Natural gas prices are particularly high in Europe, because of the Russian invasion of Ukraine. Europe was already facing a gas shortage before the war, because gas supply has been low around the world and Europe is competing with Asian importers for scarce supplies. But the Russian invasion has caused even more uncertainty in the market and caused prices to rise further.
European refineries run on natural gas, so their costs are rising now. Because of that cost increase, they’ve boosted the price of products like diesel. U.S refiners also run on natural gas, but they have access to much cheaper supply, because the U.S. is the largest producer of natural gas and the prices here are much lower than they are overseas. So U.S. refiners benefit from the overall rise in prices for products while paying much lower input costs. That’s led to sky-high margins in recent weeks, and rising stock prices.
In addition, uncertainty about Russian energy exports has led to the prices of certain refined products like diesel rising sharply in recent weeks, further boosting refinery margins.
“Russia exports almost exactly a million barrels a day of diesel to the world,” said Matthew Blair, energy analyst at Tudor Pickering Holt & Co. “That’s about 4% of global diesel consumption. For the average layperson, 4% doesn’t sound like a lot. But for this kind of a business potentially taking 4% of global distillate supply out of the pool is a big deal. And it’s coming on a distillate market where inventories are super low to begin with.”
U.S. refinery stocks have done well this year. Small-cap PBF Energy (PBF) is up 68%, Valero Energy (VLO) and Marathon Petroleum (MPC) have risen 17%, and Phillips 66 (PSX) is up 4.5%.
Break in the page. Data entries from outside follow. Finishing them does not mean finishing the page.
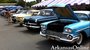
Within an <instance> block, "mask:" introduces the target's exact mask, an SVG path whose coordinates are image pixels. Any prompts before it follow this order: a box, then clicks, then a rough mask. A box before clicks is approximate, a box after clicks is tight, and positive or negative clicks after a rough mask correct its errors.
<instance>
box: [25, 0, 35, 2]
mask: <svg viewBox="0 0 90 50" xmlns="http://www.w3.org/2000/svg"><path fill="white" fill-rule="evenodd" d="M31 1H36V0H26V2H31Z"/></svg>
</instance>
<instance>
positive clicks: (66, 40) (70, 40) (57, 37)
mask: <svg viewBox="0 0 90 50" xmlns="http://www.w3.org/2000/svg"><path fill="white" fill-rule="evenodd" d="M40 35H41V36H43V37H45V36H46V35H45V34H42V32H40ZM50 36H51V37H55V38H58V39H60V40H61V41H67V42H74V40H76V39H78V37H74V38H73V39H72V40H68V39H64V38H60V37H58V36H54V35H50Z"/></svg>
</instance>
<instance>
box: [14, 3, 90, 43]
mask: <svg viewBox="0 0 90 50" xmlns="http://www.w3.org/2000/svg"><path fill="white" fill-rule="evenodd" d="M57 5H58V6H57ZM12 20H13V22H14V23H18V24H19V25H20V26H25V27H26V28H27V29H28V30H30V29H39V30H40V35H41V36H43V37H45V38H47V39H52V40H57V41H64V42H69V43H72V44H78V45H80V44H82V42H83V40H84V39H86V38H87V37H90V11H79V10H78V11H73V10H72V9H71V8H70V6H69V5H62V6H61V5H60V4H55V5H51V6H47V9H40V10H19V11H17V12H16V13H15V14H13V15H12Z"/></svg>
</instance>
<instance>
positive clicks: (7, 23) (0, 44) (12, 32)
mask: <svg viewBox="0 0 90 50" xmlns="http://www.w3.org/2000/svg"><path fill="white" fill-rule="evenodd" d="M52 45H53V46H57V45H59V46H60V47H64V46H65V47H69V46H71V45H69V44H66V43H63V42H57V41H48V40H46V39H45V38H43V37H41V36H40V35H39V31H35V30H30V31H28V30H27V29H26V28H25V27H20V26H19V25H18V24H11V25H8V22H7V19H6V18H4V17H2V16H0V50H50V48H51V47H52ZM82 46H83V47H90V39H87V40H86V42H85V43H84V44H83V45H82Z"/></svg>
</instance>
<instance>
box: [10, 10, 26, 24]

One exception is Par Pacific (PARR), a small refinery company whose stock is down 26% this year. Par, which has refining operations in Hawaii, has historically imported more Russian crude than its rivals—about 14% of the products that run through its refineries, according to Blair. That’s largely because of the proximity of Russia to its Hawaii operations, Blair said. Russia accounts for 8% of Valero’s throughputs, and an even smaller amount at other companies, Blair said.
Beyond exposure to Russia, there are other reasons the current market poses problems for refiners—though not enough to outweigh the benefits of growing product margins. The oil futures market is now trading in a pattern called backwardation, where prices for contracts many months in the future are lower than current prices. For refiners, that poses a problem because they need to hold some of the crude they buy in storage and thus the product they are holding is steadily diminishing in value. “Every month that’s a little bit of a headwind,” Blair said.
For now, the positive factors are outweighing the negatives for most of the companies, however.